İnsanı Tanımak - Ahmet Rıfat









Fakir düşmekten korkarak cimri olmak, malını elinde tutmakta aşırıya gitmek, herkesin rızkını veren Yüce Allah’a karşı kötü zan beslemektir. Bu gibi adamların biriktirip yığdıkları mallarını yiyemeyip bir fakir gibi vakit geçirmeleri ve vefat edinceye kadar saklayıp durdukları her şeyi bütün takımıyla varislere terk etmeleri, Yüce Allah’a olan şüphelerine karşılık olarak kendilerine verilmiş bir ceza olsa gerek. Bu gayet kolayca anlaşılabilen bir gerçektir. (s: 19-20)…


Filozoflardan bazıları cimriyi ipekböceğine benzetmişlerdir. Bu böcek gayet kısa olan hayatında nefsini korumak için uğraşarak bir koza yapar. Sonunda yaptığı kozanın içinde ölür ve o kozadan başkaları faydalanırlar. (s: 20)



Her yapılan şeyi kusurlu gören, gönül azabından kurtulamaz; zamanla da sözleri ve davranışları etkisini kaybeder. (s: 22)



Yanlış dua da yapmamalı! Meselâ; meydanda bir belâ veya mûsîbet yokken, “Allah’ım, beni sabredenlerden eyle!” demek yanlıştır. Çünkü sabrın belâ üzerine istenmesi gerekir. O hâlde bu dua kabul olununca, ilk önce bir belânın meydana gelmesi gerekir ki onun üzerine sabır gerçekleşsin! (s: 33)



Bunun gibi “Allah’ım beni kimseye muhtaç etme!” diye dua etmek de hatadır. Hz. Ali bir gün adamın böyle dua ettiğini işitince, “Yahu sen ölmek mi istiyorsun? İnsan sağ oldukça kendi cinsine ihtiyaçtan uzakta kalabilir mi? Ama sen, Ya Rabbî beni insanların kötüsüne muhtaç etme! de.” diye buyurmuşlardır. (s:33)
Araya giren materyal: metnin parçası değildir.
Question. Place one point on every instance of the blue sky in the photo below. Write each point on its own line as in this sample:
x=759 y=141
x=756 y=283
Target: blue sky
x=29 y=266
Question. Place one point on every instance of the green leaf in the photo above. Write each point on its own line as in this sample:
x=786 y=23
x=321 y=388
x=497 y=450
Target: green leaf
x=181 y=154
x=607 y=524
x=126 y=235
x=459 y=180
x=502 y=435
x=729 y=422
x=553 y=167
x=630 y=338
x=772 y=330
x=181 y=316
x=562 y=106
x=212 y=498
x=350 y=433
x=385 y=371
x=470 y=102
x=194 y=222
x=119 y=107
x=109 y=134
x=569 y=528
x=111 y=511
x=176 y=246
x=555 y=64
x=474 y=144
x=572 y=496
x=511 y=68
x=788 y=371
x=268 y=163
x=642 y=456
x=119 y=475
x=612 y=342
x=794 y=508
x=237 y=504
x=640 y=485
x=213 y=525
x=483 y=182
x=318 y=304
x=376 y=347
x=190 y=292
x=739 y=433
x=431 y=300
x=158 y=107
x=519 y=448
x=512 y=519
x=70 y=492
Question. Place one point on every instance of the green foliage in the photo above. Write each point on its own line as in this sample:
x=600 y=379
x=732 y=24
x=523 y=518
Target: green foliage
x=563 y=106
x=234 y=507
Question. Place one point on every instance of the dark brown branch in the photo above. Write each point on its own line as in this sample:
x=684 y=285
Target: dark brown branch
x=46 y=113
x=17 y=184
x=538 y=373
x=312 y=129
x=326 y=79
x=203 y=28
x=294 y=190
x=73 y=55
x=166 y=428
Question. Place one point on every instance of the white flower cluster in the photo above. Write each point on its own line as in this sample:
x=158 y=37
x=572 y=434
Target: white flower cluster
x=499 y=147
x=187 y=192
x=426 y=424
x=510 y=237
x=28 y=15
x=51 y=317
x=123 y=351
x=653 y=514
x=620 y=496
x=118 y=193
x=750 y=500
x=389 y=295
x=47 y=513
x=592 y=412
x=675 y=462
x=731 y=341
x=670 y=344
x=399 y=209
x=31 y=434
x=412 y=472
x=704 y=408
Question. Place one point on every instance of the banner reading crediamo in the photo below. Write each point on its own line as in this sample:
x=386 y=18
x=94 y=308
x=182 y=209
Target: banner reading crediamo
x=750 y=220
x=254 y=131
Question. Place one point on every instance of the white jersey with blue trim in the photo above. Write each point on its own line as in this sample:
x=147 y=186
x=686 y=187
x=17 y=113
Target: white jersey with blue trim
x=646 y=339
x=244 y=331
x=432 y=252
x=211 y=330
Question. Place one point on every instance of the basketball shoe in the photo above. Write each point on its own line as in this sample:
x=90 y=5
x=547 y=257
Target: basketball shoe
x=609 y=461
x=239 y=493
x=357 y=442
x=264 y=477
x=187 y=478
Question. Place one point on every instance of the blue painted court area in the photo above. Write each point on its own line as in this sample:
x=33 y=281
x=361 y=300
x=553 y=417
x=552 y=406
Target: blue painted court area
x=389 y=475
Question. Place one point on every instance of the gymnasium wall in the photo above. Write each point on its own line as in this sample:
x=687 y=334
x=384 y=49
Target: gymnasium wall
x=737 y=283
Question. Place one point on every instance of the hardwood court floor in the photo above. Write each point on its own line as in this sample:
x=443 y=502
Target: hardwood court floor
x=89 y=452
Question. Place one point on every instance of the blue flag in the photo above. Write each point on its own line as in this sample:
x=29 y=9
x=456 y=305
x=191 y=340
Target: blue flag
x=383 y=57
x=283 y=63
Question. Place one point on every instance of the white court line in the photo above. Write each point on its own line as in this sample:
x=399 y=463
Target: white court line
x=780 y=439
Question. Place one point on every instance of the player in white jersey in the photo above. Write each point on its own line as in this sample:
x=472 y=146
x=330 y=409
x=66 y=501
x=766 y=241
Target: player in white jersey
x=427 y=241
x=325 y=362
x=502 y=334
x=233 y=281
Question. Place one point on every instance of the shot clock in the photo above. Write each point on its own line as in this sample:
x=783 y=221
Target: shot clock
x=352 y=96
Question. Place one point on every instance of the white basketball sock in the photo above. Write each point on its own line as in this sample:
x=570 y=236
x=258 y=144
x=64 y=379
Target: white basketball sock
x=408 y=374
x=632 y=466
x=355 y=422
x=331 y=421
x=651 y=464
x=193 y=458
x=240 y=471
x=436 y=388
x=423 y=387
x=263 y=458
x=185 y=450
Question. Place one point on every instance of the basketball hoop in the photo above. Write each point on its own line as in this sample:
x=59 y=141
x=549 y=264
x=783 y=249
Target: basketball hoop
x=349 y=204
Cömert odur ki, kendisine ihtiyaç arz olunmadan evvel onu gören, istekten önce ihtiyacı giderendir. Yoksa ihtiyaç arz edildikten sonra –yani muhtaç kişi ar perdesini yırtıp zelîl bir şekilde kapıyı çaldıktan sonra- bahşiş kesesini çözüp açan kişiye cömert denmez. Buna olsa olsa, “istenilince veren” kişi unvanı verilebilir. (s: 112)



Büyüklenen kişiler adam yerine konmamalı! Başı yukarıda olan servi ağacı mezarlara yaraşır. Ondan meyve beklenmez. Meyveyi, meyve veren ağaçlarda ve aşağı eğilen dallarda aramalı! (s: 123)

(Hayat Yayınları, 2011, 128 sayfa)

beyaz



KİTABIN ARKA KAPAĞINDAN:



Bir çok şerefli nitelikli diğer canlılardan ayrılan en seçkin, en gelişmiş varlıktır insan...



İyi insan, erdemli insan, yücelere gönül veren insan... Elbette belli bir ahlâk düzenine ve ölçüsüne uyan; plânlanmış bir eğitimden, daha doğrusu değerler eğitiminden geçmiş insandır.



Elinizdeki kitap, işte bu amaca katkıda bulunmak için ortada. İyi insan olabilmenin temel değerlerini ele alıyor ve yaşanan hayatla bir bağ kurarak açıklamaya çalışıyor.



"Adalet, güler yüzlülük, cesaret, edep, erdem, vatan sevgisi, hürmet, yumuşak huyluluk, tedbirli olmak, merhamet, yardımlaşma..."



Bu değerler, hiç şüphesiz dün olduğu kadar bugün de önemli, yarın da önemli olacaktır.